Kapat
Üye Girişi
Motovento
Motomax

az once gelen bı yazıda askın ne demek oldugunu anladım

    REKLAM ALANI
  1. #1
    Forumdan Uzaklaştırıldı _Si_BeMoL_ - ait Kullanıcı Resmi (Avatar)
    Üyelik
    14 Temmuz 2005
    Şehir
    MT - Eskişehir
    Motosikleti
    '91 Mz 251 ETZ
    Bir otobüs durağında karşılaşmışlardı ilk kez.... Biri
    tıpta okuyordu, öbürü mimarlıkta. O ilk karşılaşmadan sonra, bir kere, bir kere,
    bir kere daha karşılaşabilmek için, hep aynı saatte, aynı duraktan, aynı otobüse
    bindiler.
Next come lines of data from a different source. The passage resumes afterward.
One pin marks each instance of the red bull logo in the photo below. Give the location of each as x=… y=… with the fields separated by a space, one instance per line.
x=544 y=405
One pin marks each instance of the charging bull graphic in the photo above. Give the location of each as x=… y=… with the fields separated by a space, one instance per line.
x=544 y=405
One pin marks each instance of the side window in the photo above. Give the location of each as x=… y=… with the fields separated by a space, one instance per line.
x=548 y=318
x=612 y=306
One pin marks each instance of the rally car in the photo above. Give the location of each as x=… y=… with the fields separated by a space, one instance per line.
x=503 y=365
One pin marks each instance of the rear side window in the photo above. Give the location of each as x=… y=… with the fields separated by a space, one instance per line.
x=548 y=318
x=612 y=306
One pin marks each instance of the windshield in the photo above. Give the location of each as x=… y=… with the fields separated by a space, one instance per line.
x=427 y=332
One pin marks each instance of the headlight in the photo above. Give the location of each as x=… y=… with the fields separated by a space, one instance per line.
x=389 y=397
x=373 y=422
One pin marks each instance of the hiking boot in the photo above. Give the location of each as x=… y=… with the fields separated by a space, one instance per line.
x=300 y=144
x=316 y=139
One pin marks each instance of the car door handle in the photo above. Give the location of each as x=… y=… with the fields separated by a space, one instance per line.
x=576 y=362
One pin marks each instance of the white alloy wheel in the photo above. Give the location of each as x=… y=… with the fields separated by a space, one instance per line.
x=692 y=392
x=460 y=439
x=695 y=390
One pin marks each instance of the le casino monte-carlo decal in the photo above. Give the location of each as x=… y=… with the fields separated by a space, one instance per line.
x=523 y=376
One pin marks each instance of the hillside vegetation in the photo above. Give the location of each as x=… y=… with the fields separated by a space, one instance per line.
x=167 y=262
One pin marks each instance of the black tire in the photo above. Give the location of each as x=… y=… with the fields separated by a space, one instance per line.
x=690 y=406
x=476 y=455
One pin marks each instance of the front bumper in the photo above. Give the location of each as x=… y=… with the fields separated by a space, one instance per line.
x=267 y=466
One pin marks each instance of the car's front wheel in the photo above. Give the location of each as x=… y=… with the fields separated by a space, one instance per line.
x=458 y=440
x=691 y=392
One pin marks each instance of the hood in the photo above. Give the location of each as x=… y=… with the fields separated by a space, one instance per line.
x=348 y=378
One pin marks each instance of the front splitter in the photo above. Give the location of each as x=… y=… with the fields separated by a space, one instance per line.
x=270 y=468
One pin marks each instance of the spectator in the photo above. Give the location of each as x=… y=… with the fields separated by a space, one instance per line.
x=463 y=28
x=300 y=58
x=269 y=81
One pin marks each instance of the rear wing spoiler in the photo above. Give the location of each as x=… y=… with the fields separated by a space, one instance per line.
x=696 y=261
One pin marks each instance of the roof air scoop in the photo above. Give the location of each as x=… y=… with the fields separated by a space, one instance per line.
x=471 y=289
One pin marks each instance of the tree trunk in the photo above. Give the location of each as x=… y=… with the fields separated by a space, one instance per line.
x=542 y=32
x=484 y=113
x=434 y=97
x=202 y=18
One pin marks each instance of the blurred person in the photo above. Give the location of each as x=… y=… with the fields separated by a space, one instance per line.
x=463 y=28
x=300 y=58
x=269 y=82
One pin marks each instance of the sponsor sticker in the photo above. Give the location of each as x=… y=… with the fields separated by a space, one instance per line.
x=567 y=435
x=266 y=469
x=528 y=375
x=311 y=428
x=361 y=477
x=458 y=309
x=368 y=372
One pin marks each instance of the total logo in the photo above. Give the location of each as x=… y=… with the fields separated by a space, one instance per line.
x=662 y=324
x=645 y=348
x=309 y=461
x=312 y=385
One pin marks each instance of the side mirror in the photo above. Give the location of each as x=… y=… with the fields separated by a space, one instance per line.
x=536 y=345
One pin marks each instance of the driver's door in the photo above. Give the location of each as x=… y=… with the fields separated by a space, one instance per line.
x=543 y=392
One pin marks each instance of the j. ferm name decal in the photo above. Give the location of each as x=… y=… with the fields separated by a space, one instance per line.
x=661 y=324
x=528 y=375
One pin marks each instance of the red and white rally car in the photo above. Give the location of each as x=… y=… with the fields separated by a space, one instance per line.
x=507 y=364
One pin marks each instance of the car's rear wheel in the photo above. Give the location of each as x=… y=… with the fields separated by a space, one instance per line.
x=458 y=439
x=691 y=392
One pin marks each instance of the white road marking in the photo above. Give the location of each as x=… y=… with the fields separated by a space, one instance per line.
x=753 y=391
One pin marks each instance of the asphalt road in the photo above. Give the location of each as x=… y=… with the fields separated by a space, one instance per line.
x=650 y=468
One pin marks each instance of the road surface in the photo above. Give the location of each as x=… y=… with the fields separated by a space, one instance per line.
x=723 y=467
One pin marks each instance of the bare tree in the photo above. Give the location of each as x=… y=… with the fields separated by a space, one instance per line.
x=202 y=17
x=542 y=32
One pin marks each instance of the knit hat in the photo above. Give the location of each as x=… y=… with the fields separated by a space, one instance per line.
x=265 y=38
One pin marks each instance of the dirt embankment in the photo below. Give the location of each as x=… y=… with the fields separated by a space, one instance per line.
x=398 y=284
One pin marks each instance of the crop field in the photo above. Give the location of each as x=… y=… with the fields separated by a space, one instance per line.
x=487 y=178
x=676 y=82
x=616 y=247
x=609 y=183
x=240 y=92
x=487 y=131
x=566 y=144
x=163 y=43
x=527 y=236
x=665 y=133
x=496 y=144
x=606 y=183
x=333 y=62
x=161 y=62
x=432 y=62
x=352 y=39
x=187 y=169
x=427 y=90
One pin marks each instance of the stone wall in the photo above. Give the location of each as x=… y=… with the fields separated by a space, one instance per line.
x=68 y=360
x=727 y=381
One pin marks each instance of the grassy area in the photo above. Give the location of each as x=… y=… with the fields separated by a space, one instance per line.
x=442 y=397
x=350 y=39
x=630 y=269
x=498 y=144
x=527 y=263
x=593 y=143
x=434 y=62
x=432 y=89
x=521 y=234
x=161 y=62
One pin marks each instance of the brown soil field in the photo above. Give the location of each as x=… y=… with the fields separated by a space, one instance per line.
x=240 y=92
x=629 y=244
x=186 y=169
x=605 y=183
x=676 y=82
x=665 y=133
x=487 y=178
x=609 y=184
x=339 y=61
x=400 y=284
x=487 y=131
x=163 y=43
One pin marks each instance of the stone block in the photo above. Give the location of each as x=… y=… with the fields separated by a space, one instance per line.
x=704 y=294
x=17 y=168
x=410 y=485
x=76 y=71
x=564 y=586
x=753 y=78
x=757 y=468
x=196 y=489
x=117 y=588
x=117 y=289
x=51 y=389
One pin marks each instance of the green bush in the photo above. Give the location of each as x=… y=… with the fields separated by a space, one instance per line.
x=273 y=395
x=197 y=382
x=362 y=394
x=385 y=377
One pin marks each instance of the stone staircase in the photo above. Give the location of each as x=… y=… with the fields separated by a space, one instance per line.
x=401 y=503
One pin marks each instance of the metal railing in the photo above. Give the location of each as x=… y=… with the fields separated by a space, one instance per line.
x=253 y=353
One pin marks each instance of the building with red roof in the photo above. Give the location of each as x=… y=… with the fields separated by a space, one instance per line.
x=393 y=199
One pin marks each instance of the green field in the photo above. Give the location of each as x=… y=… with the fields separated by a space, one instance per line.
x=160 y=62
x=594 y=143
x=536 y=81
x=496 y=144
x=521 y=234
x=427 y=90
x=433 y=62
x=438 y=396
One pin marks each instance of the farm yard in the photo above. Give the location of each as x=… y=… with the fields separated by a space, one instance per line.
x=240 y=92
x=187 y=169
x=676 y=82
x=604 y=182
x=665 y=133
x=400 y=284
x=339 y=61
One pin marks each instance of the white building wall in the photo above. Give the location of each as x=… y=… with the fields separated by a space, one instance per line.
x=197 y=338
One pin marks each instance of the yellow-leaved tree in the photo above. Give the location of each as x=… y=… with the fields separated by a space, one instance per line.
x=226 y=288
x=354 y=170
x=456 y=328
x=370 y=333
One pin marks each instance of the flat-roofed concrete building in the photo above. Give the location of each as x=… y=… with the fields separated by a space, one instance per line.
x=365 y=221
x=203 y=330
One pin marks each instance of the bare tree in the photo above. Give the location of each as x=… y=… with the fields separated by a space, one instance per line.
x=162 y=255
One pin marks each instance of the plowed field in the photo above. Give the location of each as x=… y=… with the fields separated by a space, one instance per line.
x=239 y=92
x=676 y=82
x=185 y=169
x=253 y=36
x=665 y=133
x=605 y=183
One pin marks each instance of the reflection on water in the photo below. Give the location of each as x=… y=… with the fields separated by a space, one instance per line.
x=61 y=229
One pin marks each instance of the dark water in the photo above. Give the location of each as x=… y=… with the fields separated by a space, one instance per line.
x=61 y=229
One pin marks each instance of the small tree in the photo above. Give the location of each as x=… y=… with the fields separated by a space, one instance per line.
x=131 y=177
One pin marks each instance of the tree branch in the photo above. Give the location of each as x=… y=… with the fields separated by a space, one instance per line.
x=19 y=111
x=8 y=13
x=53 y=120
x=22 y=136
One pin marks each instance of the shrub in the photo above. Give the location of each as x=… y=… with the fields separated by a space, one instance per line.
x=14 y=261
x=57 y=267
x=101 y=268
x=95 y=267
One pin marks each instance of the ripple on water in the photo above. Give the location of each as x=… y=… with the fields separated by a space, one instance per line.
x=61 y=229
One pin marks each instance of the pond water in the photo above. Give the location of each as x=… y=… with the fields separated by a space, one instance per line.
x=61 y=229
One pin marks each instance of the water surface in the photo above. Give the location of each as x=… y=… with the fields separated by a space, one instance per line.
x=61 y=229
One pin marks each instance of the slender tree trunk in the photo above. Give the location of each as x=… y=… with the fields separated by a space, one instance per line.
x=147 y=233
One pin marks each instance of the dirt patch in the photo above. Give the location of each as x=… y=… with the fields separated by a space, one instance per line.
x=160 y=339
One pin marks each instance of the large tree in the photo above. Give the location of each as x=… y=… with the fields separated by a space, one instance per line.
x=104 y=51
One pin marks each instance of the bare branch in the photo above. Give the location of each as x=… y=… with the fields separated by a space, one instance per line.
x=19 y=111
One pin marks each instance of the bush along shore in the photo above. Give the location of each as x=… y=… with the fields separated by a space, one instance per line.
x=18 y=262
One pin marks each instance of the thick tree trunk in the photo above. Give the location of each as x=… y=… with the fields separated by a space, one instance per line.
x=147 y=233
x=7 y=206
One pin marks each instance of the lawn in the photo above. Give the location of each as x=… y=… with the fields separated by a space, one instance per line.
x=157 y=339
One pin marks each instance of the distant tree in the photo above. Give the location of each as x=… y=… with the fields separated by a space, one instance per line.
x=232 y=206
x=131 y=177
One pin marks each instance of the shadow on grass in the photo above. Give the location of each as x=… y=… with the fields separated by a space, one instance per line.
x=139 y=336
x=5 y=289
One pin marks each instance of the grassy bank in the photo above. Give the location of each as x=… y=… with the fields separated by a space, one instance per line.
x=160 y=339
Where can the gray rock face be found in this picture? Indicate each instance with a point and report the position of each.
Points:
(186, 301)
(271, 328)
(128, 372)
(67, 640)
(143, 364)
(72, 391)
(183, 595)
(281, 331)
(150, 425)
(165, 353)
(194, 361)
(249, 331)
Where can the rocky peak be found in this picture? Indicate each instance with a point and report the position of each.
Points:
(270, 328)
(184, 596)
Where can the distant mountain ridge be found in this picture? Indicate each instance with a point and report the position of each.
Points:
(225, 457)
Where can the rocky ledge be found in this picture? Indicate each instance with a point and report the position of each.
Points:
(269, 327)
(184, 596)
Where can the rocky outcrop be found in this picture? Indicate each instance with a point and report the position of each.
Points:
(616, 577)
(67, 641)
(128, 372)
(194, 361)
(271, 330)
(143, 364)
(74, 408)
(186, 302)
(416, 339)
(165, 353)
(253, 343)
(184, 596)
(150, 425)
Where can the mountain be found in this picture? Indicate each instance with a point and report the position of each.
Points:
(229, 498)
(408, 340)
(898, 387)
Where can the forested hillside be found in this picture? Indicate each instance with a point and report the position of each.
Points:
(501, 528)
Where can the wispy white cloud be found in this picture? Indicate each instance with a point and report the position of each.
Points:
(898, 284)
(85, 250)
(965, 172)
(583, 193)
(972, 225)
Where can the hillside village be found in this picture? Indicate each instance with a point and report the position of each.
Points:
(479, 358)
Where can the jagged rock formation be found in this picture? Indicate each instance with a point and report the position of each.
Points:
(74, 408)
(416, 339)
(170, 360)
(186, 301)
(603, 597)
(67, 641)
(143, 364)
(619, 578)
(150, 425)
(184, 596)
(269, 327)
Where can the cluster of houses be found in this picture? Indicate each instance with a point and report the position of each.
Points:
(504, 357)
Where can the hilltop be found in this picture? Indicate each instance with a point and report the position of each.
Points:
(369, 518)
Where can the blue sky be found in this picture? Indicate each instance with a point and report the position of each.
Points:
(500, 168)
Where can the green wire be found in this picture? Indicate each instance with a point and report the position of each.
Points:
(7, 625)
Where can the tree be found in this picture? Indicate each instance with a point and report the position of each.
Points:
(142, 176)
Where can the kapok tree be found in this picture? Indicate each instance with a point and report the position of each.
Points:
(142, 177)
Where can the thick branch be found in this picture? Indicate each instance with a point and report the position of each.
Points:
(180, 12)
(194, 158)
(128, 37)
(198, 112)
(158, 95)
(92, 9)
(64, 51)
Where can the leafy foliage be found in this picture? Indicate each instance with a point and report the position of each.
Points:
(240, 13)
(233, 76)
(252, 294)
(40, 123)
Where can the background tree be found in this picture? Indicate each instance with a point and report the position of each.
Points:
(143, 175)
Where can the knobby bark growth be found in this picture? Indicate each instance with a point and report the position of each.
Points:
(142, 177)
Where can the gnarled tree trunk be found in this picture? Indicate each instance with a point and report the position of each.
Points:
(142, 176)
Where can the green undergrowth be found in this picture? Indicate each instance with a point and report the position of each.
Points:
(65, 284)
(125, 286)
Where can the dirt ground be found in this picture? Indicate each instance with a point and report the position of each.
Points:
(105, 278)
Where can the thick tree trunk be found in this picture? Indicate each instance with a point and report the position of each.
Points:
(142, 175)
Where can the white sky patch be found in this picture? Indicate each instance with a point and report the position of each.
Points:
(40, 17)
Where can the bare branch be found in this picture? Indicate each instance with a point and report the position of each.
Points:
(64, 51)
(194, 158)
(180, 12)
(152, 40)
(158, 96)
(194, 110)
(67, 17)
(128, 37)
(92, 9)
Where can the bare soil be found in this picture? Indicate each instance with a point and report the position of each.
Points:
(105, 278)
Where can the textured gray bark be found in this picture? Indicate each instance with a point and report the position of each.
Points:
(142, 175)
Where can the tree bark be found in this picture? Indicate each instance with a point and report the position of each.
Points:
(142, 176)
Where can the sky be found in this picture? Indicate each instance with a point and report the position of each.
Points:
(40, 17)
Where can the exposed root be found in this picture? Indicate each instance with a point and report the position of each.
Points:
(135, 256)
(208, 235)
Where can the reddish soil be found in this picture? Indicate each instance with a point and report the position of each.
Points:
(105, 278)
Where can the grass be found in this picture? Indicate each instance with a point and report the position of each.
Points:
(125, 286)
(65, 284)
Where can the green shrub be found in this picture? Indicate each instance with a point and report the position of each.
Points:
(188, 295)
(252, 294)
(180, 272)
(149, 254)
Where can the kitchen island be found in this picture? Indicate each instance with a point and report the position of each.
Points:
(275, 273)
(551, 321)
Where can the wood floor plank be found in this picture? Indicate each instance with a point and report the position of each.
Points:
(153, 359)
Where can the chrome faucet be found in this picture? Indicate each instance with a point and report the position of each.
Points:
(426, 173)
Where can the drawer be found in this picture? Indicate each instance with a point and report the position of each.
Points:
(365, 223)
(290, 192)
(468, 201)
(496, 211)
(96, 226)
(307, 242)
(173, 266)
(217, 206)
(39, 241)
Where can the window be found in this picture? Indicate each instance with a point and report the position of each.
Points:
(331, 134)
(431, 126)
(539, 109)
Gençtiler, çok genç... Birbirileriyle konuşacak cesareti bulmaları biraz
    zaman aldı ama sonunda başrdılar. İkisi de her sabah otobüse bindikleri semtte
    oturmuyorlardı aslında. Delikanlı arkadaşında kaldığı için o duraktan binmişti
    otobüse, kız ise ablasında...Sırf birbirilerini görebilmek için, her sabah erkenden
    evlerinden çıkıp,şehrin öbür ucundaki o durağa, onların durağına geldiklerini,
    gülerek itiraf ettiler bir süre sonra...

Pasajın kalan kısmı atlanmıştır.